Bei einem Kauf zwischen Privatpersonen kann die Gewährleistung vertraglich ausgeschlossen werden. Züchter gelten jedoch als Unternehmer. Daher kommt hier das Gewährleistungsrecht zur Anwendung. Ob Hobbyzüchter, also Züchter, die nur sehr selten und in kleinen Umfang züchten, auch als Unternehmer gelten, ist derzeit noch umstritten.

Die Gewährleistungsfrist beträgt zwei Jahre bei „neuen“ Tieren und ein Jahr bei „gebrauchten“ Tieren. Die Grenze zwischen neu und gebraucht ist nicht eindeutig definiert. Welpen gelten in den ersten Monaten jedenfalls als „neu“. Sollte ein Tier bereits in einer Art beruflichen „Verwendung“ gestanden haben (z.B. bei Ausstellungen, Hundesportaktivitäten), so gilt es jedenfalls als „gebraucht“.

Der Gewährleistungsschutz deckt nun ab, dass das Tier auf jeden Fall alle zugesicherten Eigenschaften haben muss. Sollte eine Hündin beispielsweise als „Zuchthündin“ verkauft werden und es stellt sich später eine Zuchtuntauglichkeit heraus, so ist dies ein klarer Anwendungsfall. Auch Tiere, die als „besonders kinderlieb“ verkauft wurden, sich aber tatsächlich Kindern gegenüber aggressiv verhalten, erfüllen nicht die vereinbarten Eigenschaften.

Als weiterer Mangel im Sinne des Gesetzes zählt auch jede Krankheit, die das Tier bei der Übergabe an den Käufer bereits hatte. Auf die Schwere der Krankheit kommt es nicht an, auch Flöhe oder Würmer berechtigen zu Mängelansprüchen.

Tritt eine Krankheit innerhalb von sechs Monaten nach Übergabe auf, so gilt die Vermutung, dass diese schon bei der Übergabe bestanden hat. Nach Ablauf der ersten sechs Monate liegt die Beweislast dafür beim Käufer.

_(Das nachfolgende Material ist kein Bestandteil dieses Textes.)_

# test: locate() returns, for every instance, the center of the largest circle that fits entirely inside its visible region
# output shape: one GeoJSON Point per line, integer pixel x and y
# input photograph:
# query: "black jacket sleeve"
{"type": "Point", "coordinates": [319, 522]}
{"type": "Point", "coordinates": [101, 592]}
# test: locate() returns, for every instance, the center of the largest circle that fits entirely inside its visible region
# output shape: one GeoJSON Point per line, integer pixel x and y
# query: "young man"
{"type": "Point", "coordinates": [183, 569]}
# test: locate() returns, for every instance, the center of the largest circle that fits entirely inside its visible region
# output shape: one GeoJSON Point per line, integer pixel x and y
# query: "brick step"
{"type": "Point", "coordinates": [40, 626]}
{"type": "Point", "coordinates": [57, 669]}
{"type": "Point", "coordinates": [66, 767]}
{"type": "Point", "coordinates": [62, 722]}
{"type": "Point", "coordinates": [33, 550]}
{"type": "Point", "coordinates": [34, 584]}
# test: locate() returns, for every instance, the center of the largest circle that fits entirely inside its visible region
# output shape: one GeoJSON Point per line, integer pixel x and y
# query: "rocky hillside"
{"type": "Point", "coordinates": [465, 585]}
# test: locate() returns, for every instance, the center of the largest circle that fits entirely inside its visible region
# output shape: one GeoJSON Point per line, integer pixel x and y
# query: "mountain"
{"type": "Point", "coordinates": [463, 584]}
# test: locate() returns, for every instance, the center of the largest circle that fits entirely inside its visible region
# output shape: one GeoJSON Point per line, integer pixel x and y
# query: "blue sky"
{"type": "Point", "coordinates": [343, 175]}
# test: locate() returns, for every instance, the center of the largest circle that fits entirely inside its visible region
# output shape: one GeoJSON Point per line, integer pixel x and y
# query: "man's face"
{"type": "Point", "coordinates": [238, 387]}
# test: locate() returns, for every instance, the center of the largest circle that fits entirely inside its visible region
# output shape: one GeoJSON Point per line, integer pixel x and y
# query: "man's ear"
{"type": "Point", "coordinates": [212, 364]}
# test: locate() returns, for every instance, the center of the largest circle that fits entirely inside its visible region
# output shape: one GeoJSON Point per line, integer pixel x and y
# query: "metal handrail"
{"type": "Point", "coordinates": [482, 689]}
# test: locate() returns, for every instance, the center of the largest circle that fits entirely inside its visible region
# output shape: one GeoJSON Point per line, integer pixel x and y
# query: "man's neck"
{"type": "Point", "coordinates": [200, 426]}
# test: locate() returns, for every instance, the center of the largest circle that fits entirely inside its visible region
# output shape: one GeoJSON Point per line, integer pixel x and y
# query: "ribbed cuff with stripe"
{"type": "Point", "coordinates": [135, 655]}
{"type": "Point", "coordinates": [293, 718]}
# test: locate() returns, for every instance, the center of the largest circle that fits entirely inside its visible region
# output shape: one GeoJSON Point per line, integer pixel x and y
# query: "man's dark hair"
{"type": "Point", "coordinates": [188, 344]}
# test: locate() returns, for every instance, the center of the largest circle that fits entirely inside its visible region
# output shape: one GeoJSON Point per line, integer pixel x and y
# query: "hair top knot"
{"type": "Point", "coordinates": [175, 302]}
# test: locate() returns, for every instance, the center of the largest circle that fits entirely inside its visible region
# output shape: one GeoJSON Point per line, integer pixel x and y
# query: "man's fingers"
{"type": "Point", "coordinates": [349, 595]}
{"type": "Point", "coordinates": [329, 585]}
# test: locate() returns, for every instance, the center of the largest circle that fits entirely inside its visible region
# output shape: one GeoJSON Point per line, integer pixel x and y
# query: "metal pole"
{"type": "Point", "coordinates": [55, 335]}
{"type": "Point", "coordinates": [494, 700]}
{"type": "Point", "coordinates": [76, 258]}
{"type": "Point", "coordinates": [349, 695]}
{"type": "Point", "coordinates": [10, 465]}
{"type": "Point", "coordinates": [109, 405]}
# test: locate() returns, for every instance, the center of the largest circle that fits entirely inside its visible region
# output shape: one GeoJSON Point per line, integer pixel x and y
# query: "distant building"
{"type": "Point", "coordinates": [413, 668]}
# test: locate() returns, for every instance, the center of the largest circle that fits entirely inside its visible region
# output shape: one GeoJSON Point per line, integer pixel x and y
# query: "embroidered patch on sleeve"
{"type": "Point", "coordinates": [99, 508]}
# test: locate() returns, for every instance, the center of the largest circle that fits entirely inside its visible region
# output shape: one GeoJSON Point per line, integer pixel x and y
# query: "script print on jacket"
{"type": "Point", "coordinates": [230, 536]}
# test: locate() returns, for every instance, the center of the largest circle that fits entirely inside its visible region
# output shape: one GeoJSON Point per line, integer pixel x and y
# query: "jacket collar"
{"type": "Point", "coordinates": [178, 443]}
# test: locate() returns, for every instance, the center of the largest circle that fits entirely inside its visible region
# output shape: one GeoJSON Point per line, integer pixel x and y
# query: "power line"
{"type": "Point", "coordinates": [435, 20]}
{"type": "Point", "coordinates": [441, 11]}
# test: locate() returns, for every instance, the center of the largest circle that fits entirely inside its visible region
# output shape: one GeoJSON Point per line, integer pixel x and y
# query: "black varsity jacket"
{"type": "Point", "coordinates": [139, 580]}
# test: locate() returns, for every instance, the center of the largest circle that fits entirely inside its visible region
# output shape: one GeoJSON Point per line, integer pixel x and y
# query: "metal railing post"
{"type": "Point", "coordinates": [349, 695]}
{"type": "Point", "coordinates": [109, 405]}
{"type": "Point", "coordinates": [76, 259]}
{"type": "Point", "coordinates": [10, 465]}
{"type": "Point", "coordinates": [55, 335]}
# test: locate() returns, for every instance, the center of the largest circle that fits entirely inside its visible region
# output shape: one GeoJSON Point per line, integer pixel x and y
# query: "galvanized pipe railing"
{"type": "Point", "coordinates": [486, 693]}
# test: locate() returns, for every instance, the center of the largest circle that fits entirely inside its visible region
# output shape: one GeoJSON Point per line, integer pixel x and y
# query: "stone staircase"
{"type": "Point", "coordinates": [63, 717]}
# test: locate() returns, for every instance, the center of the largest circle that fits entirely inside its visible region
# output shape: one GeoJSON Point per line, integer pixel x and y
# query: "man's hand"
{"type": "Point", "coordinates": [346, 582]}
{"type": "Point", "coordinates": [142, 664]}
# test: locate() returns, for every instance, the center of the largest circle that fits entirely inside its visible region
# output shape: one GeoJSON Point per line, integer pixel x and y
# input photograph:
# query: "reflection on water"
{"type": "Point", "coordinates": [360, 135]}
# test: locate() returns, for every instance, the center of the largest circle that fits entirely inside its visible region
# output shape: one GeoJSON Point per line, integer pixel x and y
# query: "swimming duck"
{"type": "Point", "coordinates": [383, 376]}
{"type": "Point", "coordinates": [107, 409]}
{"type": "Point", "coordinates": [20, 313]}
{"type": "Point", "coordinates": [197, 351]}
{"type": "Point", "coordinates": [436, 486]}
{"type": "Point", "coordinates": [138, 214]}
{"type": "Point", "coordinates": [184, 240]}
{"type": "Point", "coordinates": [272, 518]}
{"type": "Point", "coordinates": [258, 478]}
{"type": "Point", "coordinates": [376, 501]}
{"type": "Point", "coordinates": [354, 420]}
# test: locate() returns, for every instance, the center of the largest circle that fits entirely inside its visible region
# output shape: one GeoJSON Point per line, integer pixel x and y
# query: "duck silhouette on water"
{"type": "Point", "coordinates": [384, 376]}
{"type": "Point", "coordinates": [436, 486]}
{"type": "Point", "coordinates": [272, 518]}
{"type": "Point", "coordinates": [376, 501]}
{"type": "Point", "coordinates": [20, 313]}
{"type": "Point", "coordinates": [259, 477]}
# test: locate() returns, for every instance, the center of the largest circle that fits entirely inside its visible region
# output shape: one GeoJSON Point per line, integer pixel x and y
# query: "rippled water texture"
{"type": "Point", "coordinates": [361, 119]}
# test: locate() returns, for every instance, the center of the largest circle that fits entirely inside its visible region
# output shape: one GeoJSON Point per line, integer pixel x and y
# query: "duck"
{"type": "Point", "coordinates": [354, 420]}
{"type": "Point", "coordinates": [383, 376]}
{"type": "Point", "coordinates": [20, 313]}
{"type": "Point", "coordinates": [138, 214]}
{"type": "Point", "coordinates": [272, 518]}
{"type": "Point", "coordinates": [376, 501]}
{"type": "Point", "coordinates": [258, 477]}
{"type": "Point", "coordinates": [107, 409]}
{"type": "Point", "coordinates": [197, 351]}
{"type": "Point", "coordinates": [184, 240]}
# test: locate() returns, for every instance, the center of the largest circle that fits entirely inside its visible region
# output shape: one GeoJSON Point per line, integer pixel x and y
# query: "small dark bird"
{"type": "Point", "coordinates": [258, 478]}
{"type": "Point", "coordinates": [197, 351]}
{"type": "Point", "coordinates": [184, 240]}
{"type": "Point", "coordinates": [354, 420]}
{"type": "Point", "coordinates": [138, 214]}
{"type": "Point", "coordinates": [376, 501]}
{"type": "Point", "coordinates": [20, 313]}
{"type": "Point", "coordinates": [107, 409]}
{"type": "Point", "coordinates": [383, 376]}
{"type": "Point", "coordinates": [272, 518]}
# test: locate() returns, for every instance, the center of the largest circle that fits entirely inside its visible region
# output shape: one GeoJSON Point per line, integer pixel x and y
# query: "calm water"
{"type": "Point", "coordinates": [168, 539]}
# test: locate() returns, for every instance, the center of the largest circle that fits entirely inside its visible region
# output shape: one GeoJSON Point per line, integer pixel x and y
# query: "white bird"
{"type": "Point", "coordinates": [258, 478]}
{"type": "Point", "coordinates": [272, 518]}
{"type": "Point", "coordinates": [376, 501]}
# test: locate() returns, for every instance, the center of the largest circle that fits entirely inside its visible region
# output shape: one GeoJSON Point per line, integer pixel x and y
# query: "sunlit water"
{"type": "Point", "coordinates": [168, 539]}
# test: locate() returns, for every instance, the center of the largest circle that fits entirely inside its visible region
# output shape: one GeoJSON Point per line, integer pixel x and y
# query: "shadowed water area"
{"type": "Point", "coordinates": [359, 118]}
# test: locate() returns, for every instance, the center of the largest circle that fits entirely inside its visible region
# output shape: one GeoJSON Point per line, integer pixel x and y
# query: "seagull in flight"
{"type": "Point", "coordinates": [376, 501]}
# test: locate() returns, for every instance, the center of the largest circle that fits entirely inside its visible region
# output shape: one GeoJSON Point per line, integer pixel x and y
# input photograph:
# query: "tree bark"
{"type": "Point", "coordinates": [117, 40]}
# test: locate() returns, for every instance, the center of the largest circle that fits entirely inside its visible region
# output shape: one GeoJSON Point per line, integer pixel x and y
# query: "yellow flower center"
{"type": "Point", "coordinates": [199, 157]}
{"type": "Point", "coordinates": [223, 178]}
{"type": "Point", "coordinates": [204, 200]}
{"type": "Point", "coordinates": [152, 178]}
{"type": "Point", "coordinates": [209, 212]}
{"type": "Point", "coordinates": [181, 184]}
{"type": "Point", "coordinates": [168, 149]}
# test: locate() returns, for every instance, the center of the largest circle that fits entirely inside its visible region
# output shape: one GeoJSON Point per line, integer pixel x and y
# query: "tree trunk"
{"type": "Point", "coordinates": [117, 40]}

Bei Zutreffen eines Gewährleistungsanspruches kann es zu folgenden Lösungen kommen:


  • Nacherfüllung: Der Verkäufer hat das Tier vom Tierarzt auf seine Kosten gesund pflegen zu lassen
  • Minderung des Kaufpreises: Dies wird vor allem bei geringfügigen Mängeln zutreffen
  • Rücktritt vom Vertrag: Dies kommt insb. bei schweren, unheilbaren Krankheiten zur Anwendung.